Numa rara entrevista, o escritor de 81 anos fala de seu novo livro e de como o medo da Guerra Fria foi substituído pela demonização do Islã.
Publicado originalmente no site da BBC.
Em uma rara entrevista, John le Carré criticou a “lacuna de credibilidade” entre as declarações feitas por aqueles que têm autoridade e o que as pessoas comuns acreditam.
Aos 81 anos, o autor de livros como O Jardineiro Fiel e O Espião que Sabia Demais descreveu como a generalizada “demonização do Islã” substituiu as ansiedades da Guerra Fria que moldaram seu trabalho anterior.
O 23º romance de Le Carré, A Delicate Truth, Uma verdade Delicada, conta a história de uma operação de contraterrorismo para seqüestrar um comprador de armas jihadista em Gibraltar.
“Há raiva [no livro], há frustração e há impaciência, principalmente com relação aos britânicos”, disse ele.
“É realmente cômico ler a acusação ocasional que surgiu nos Estados Unidos, agora, de que eu tenho uma postura antiamericana. Eu sou antinada. Estou apenas tentando analisar a nossa psicologia coletiva no momento, que é muito confusa.”
“E essa toada thatcherista – a ideia da Grã-Bretanha ainda como uma espécie de grande protagonista no cenário político do mundo – essas coisas me frustram e irritam.”
Ex-funcionário do Ministério das Relações Exteriores e espião, le Carré ganhou proeminência internacional com O Espião que Veio do Frio, passado na Guerra Fria. Ele escreveu uma série de best-sellers que ajudaram a definir o gênero do thriller de espionagem.
Alguns críticos descreveram a queda do Muro de Berlim e o colapso do comunismo soviético como suas nêmesis. Mas le Carré disse que a história tem sido sua “salvação”, como escritor, com maquinações políticas em torno da “guerra ao terror” fornecendo um novo pano de fundo para seus thrillers.

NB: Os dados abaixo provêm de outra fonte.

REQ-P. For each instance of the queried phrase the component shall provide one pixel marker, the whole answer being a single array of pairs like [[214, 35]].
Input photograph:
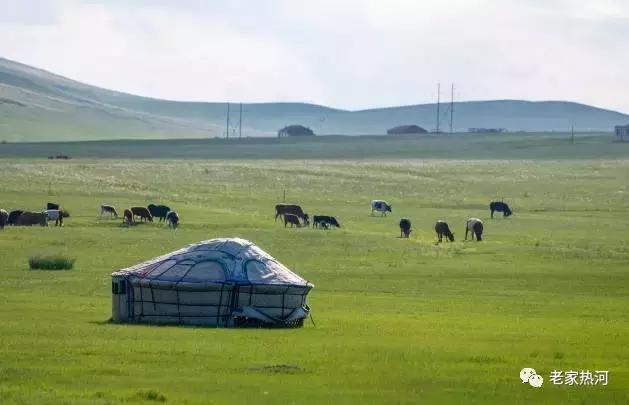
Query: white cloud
[[350, 54]]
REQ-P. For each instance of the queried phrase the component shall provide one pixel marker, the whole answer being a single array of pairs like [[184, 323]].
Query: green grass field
[[397, 321]]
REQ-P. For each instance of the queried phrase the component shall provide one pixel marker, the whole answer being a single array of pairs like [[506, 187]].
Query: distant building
[[622, 132], [295, 130], [486, 130], [406, 129]]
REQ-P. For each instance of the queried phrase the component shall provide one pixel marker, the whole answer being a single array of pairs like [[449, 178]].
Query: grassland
[[397, 321], [535, 146]]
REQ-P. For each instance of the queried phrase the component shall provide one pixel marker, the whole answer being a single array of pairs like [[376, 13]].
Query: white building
[[622, 132]]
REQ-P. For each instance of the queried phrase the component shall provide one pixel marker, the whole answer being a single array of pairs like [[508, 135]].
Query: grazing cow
[[127, 217], [13, 217], [4, 216], [292, 220], [475, 226], [54, 215], [108, 209], [159, 211], [173, 219], [324, 221], [143, 213], [28, 218], [405, 228], [290, 209], [380, 206], [500, 207], [442, 229]]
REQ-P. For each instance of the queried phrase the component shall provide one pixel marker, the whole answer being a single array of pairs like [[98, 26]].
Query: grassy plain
[[397, 321]]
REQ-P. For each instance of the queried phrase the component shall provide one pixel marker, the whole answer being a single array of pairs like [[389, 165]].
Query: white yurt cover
[[217, 282]]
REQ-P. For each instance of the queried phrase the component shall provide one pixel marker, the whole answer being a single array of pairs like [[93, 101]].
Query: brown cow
[[4, 217], [143, 213], [127, 217], [33, 218]]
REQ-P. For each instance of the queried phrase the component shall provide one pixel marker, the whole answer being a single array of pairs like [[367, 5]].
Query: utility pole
[[452, 110], [227, 124], [572, 135], [438, 105], [240, 123]]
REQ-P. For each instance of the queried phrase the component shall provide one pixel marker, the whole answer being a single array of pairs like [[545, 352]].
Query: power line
[[240, 123], [227, 124], [452, 110], [438, 106]]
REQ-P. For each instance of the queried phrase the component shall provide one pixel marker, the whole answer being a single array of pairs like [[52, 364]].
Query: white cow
[[54, 215], [381, 206], [475, 226]]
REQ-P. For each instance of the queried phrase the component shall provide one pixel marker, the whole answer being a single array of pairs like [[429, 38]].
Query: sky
[[350, 54]]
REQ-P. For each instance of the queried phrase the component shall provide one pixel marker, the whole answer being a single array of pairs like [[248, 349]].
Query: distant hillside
[[36, 105]]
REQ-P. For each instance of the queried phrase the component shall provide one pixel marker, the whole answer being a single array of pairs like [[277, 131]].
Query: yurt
[[218, 282]]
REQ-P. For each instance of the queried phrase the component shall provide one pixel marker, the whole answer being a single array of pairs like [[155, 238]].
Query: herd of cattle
[[291, 214], [53, 212], [295, 216], [143, 214]]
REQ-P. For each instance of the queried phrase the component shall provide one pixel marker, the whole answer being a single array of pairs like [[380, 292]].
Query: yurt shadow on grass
[[227, 282]]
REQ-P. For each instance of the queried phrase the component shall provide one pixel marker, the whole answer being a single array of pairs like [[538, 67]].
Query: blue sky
[[345, 53]]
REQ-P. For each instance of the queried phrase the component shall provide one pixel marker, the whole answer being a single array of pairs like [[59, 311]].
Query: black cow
[[500, 207], [159, 211], [13, 217], [324, 221], [442, 229], [290, 209], [475, 226], [405, 228], [292, 220], [4, 216]]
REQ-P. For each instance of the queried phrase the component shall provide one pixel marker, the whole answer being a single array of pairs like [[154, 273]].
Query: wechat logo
[[529, 375]]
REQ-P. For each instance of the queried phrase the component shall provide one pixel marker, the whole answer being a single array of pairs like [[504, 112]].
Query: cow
[[405, 228], [290, 209], [324, 221], [28, 218], [54, 215], [127, 217], [475, 226], [108, 209], [500, 207], [442, 229], [292, 220], [173, 219], [159, 211], [13, 217], [380, 206], [143, 213], [4, 216]]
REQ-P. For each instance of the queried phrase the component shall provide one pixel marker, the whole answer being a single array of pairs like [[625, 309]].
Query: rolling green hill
[[36, 105]]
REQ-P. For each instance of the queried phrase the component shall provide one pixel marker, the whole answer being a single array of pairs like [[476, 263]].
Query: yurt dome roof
[[232, 260]]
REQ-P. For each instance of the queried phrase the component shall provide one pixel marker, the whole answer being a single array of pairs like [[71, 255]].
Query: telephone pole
[[438, 105], [572, 135], [227, 124], [452, 110], [240, 123]]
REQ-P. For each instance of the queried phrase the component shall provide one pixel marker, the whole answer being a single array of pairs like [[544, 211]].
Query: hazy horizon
[[351, 55]]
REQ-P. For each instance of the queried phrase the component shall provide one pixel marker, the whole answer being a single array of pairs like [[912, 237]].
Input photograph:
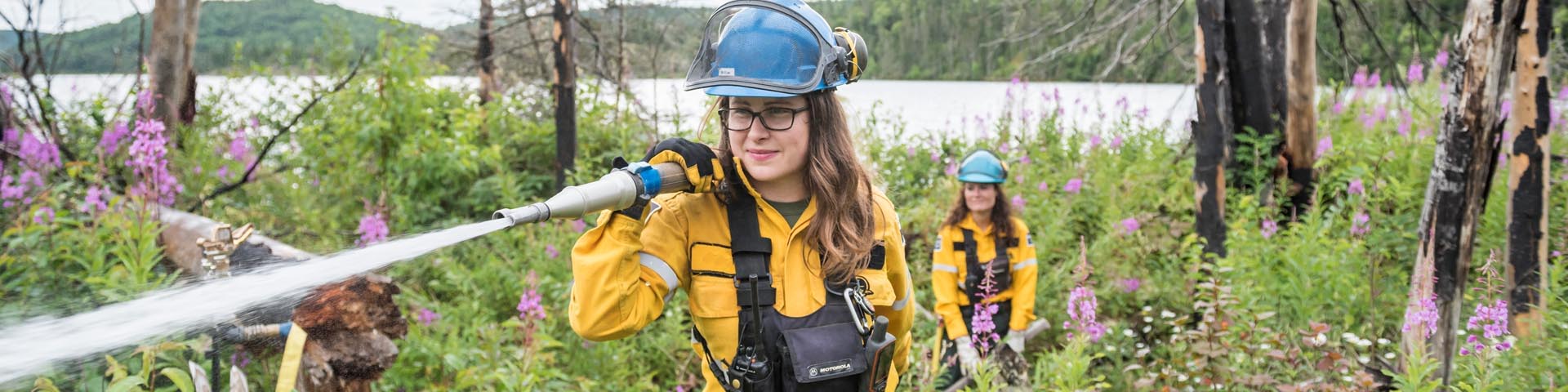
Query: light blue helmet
[[773, 49], [982, 167]]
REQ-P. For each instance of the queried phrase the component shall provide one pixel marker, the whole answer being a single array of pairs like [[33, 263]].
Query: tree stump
[[350, 330]]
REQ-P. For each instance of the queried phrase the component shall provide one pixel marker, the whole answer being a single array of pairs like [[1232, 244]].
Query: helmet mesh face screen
[[760, 47]]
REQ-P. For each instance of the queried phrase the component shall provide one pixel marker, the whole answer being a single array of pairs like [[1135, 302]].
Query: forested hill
[[963, 39], [234, 35]]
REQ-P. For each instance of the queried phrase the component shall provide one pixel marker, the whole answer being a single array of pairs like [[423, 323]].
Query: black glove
[[635, 211], [698, 160]]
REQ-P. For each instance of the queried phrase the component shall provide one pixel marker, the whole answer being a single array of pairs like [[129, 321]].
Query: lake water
[[924, 107]]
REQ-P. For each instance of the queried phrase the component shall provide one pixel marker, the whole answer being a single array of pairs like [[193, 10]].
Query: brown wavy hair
[[1000, 214], [844, 228]]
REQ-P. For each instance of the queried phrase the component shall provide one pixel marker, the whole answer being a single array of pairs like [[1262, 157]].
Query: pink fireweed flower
[[1324, 146], [427, 317], [151, 163], [372, 228], [44, 216], [982, 322], [1131, 284], [238, 148], [1360, 226], [1491, 318], [95, 201], [112, 137], [529, 305], [1271, 228], [145, 100], [1423, 317], [1075, 185], [35, 153], [1129, 226], [1082, 308]]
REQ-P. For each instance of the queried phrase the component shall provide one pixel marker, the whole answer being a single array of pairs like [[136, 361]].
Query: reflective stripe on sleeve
[[662, 269], [1031, 262]]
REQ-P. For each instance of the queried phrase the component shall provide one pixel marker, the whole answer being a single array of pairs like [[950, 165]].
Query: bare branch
[[283, 131]]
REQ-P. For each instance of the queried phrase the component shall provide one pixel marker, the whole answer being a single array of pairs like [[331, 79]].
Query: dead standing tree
[[175, 25], [1211, 131], [565, 91], [1463, 163], [1528, 170]]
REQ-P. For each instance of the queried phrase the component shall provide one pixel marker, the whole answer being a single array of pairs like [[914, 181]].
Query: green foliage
[[1312, 306]]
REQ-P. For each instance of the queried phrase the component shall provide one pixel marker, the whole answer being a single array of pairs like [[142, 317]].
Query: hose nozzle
[[615, 190]]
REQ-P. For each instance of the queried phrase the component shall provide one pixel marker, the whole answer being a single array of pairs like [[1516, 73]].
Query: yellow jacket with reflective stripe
[[626, 270], [949, 272]]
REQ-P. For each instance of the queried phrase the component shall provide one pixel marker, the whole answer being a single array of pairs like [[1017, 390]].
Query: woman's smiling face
[[772, 156]]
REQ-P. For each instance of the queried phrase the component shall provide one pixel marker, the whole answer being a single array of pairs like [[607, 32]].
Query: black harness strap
[[976, 269]]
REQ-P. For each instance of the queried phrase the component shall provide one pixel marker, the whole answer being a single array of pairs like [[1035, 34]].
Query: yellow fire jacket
[[626, 270], [949, 272]]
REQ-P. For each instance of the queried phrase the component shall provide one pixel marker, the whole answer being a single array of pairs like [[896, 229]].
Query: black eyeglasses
[[772, 118]]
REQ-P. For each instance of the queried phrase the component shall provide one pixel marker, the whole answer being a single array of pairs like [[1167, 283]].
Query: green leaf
[[180, 378], [126, 385]]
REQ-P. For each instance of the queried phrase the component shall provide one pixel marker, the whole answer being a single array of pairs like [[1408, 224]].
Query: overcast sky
[[430, 13]]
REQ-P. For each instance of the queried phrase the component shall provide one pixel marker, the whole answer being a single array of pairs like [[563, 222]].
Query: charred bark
[[565, 91], [172, 59], [1302, 110], [1211, 132], [1528, 170], [487, 52], [1465, 158], [1254, 47]]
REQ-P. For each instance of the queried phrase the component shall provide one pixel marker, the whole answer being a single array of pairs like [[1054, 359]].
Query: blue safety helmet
[[982, 167], [773, 49]]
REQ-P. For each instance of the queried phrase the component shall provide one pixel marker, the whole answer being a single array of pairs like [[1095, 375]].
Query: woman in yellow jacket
[[983, 256], [792, 262]]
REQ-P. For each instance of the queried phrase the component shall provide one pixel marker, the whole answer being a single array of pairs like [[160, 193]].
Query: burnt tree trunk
[[1300, 131], [1254, 42], [1528, 170], [189, 68], [172, 68], [487, 52], [1465, 158], [1211, 132], [565, 91]]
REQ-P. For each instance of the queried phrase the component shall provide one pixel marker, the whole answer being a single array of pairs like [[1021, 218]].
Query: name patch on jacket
[[830, 369]]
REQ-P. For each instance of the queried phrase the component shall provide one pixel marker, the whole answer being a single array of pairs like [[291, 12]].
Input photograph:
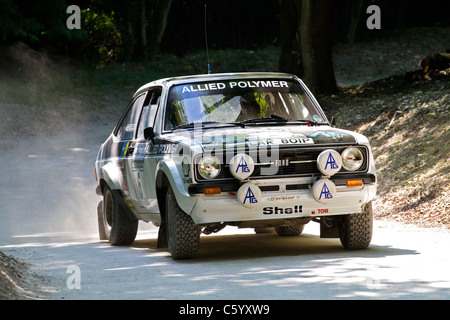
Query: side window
[[148, 113], [128, 124]]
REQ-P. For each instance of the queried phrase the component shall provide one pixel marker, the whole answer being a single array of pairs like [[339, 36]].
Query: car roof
[[214, 76]]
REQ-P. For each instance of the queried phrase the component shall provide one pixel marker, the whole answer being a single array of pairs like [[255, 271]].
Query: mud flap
[[162, 236], [101, 230], [329, 226]]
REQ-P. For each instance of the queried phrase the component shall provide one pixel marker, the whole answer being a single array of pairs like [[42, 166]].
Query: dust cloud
[[50, 138]]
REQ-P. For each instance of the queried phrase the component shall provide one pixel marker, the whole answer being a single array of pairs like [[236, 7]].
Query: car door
[[123, 143], [142, 172]]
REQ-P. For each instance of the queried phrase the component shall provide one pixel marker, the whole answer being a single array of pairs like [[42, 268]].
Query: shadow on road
[[254, 246]]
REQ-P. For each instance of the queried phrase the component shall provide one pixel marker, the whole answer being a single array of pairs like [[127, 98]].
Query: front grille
[[293, 163]]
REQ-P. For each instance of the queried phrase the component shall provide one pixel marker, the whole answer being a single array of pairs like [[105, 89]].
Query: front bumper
[[284, 204]]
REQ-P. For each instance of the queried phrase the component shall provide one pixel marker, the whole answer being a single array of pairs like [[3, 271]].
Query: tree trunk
[[158, 23], [290, 56], [317, 43], [143, 29]]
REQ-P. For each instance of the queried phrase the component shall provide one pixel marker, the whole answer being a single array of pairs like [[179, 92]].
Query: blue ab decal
[[243, 165], [331, 162], [325, 192], [250, 196]]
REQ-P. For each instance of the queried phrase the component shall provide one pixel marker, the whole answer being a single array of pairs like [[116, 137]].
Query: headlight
[[352, 159], [209, 167]]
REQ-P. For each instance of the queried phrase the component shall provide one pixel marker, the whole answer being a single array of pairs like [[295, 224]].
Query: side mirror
[[149, 134], [333, 122]]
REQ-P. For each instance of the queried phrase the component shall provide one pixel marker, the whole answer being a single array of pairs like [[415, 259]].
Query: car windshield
[[239, 102]]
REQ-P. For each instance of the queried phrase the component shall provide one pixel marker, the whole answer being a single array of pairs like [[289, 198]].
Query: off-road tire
[[115, 224], [292, 230], [356, 230], [183, 235]]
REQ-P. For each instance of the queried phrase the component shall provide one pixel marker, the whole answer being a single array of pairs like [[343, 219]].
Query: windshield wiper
[[272, 118], [202, 124], [278, 119]]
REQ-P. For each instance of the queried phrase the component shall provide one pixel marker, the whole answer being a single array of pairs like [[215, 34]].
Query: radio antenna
[[206, 41]]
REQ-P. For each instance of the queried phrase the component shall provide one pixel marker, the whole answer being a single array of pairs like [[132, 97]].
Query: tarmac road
[[48, 219]]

“Eu estava cansado de escrever sobre a Guerra Fria. Achava que a Guerra Fria já havia acabado quando o muro caiu e eles estavam sobrevivendo diante de uma realidade que havia terminado”, disse ele.
“O que estamos observando, entretanto, é o retrocesso de uma engrenagem. É a demonização do Islã e a tentativa dos fundamentalistas de ambos os lados – se quiserem – de transformar o Islã em um inimigo tão monstruoso e perigoso, para nós, como era o comunismo soviético”.
Le Carré se recusa a permitir que seus livros sejam inscritos em prêmios literários e pediu para ser retirado da lista do Man Booker Prize em 2011. Mas ele é reconhecido internacionalmente, com best-sellers traduzidos para dezenas de línguas e 12 deles adaptados para TV, cinema ou rádio.
Ele creditou o ceticismo público da autoridade e a contação de histórias à moda antiga como chaves de seu sucesso perene.
“Eu acho que cada vez mais, apesar do que nos dizem sobre o mundo ser aberto à comunicação, há uma alienação terrível para o homem comum entre o que lhe falam e no que ele secretamente acredita.”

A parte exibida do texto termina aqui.